There it was. Denial had consumed my consciousness with its dangerous tricks.

The Denial stage is a common and natural psychological response to the loss of a loved one. Denial refers to the period of grieving during which a person refuses to accept the reality of a situation. Denial is different than not understanding. It is a defense mechanism that helps us protect ourselves from the shock of an upsetting hardship. 

thought maybe, just maybe, there was some horrible misunderstanding, a cruel mix-up in the chain of words. She couldn’t be gone. Not like that. Not her. Not the girl who had been my first and longest friend. Not the girl that I had laughed with every day since we were four. Not the girl with whom I had shared countless secrets. Not the girl who had been there for me through the bad and the good, and every second in between. The walls suddenly started to close in on me, threatening to put me out of my misery. This was an impossible weight to bear. So I didn’t. I couldn’t.

    Denial had wrapped himself around me like a cloak, a protective shield against the unbearable truth. Every shadow felt like a part of her. Every corner I turned was another chance that she could be standing there. Every time I picked up my phone, I expected to see a text or maybe a missed call. Some kind of sign that she had reached out to me and I had somehow missed it, that the gap between us was only a terrible illusion. 

The days started to blur together as the delusions grew stronger. I would convince myself that if I picked up the phone to call her, she would answer. She would yell some inappropriate greeting to me from the other end of the line, and I would let out a weary laugh. If I walked over to her house and rang the doorbell, I would hear her run down the stairs and yell, “Mom, I got it!” Just like she did every time. If I went to our lookout bench at the end of the street, she would be sitting there reading the newest book, almost done with it, even if she had just bought it earlier that day. God, how she loved to read.
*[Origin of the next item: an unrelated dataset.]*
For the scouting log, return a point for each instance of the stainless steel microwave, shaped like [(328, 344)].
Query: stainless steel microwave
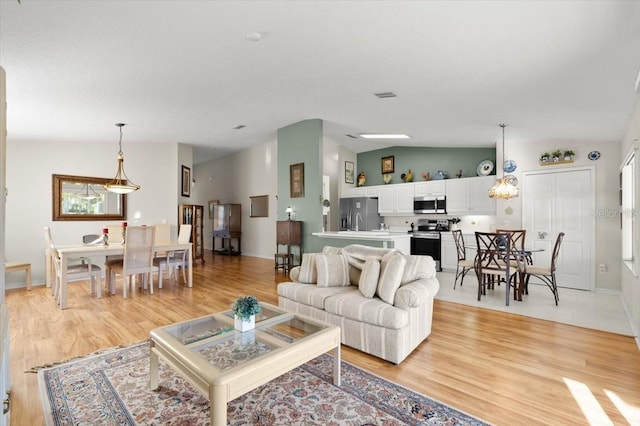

Psychologically, this delay in accepting the reality of the loss allows the person time to adjust to the idea of the loss more gradually rather than being thrown into immediate emotional chaos. Denial can be seen as a way for the psyche to shield itself from the full intensity of the pain, enabling the person to function day-to-day while they begin to process the event at a deeper level. This is a common defense mechanism typically used to numb the intensity of a situation. 

    Sometimes at night, I would lie in my bed just staring at the ceiling with raw eyes. My body was incapable of giving anymore tears. I swear in those moments, I could hear her voice, just above a whisper, floating through my dark room and into my ear. In those moments the illusions were so strong that I would almost start to believe them. I would close my eyes and pretend my reality was just a nightmare, pretend that my best friend would come home the next morning. With that, I would slip into sleep with a broken heart, holding onto the faintest hope that somehow, I was wrong.

Denial had a tight grip on my heart. Luring me into walking down an easier and less turbulent path. Just in order to avoid the scratches and bruises reality would give me. Denial would pepper me with kisses and hugs in order to make me feel safe. But I knew I wasn’t. I knew deep down it was all a lie.

Additionally, the hippocampus, which is involved in memory and processing new information, might temporarily have difficulty integrating the reality of the death into the person’s life story. The denial stage can hinder the ability to process the loss and move forward with healing. As you move through this stage, the emotions you previously detached from may start to pop up again. 

The truth, stubborn and sharp, would pierce through in flashes. The empty chair where she used to sit, pictures of her scattered around my room, the hollow echo of her absence in every corner of my world. Denial couldn’t silence the truth forever. He could only stretch out the pain, wrap it up in layers of comfort that I would cling to desperately. The truth was a pill too big to swallow, and so Denial gave me small bites, manageable pieces to taste.

 

​​But as the days turned into weeks, the quiet certainty of her absence became undeniable. And though Denial had his treacherous grip on my soul, the silent and insistent fog of grief only moved closer. He was waiting, waiting for me to finally let go of the lie that I had been clutching, and face the truth of what had happened.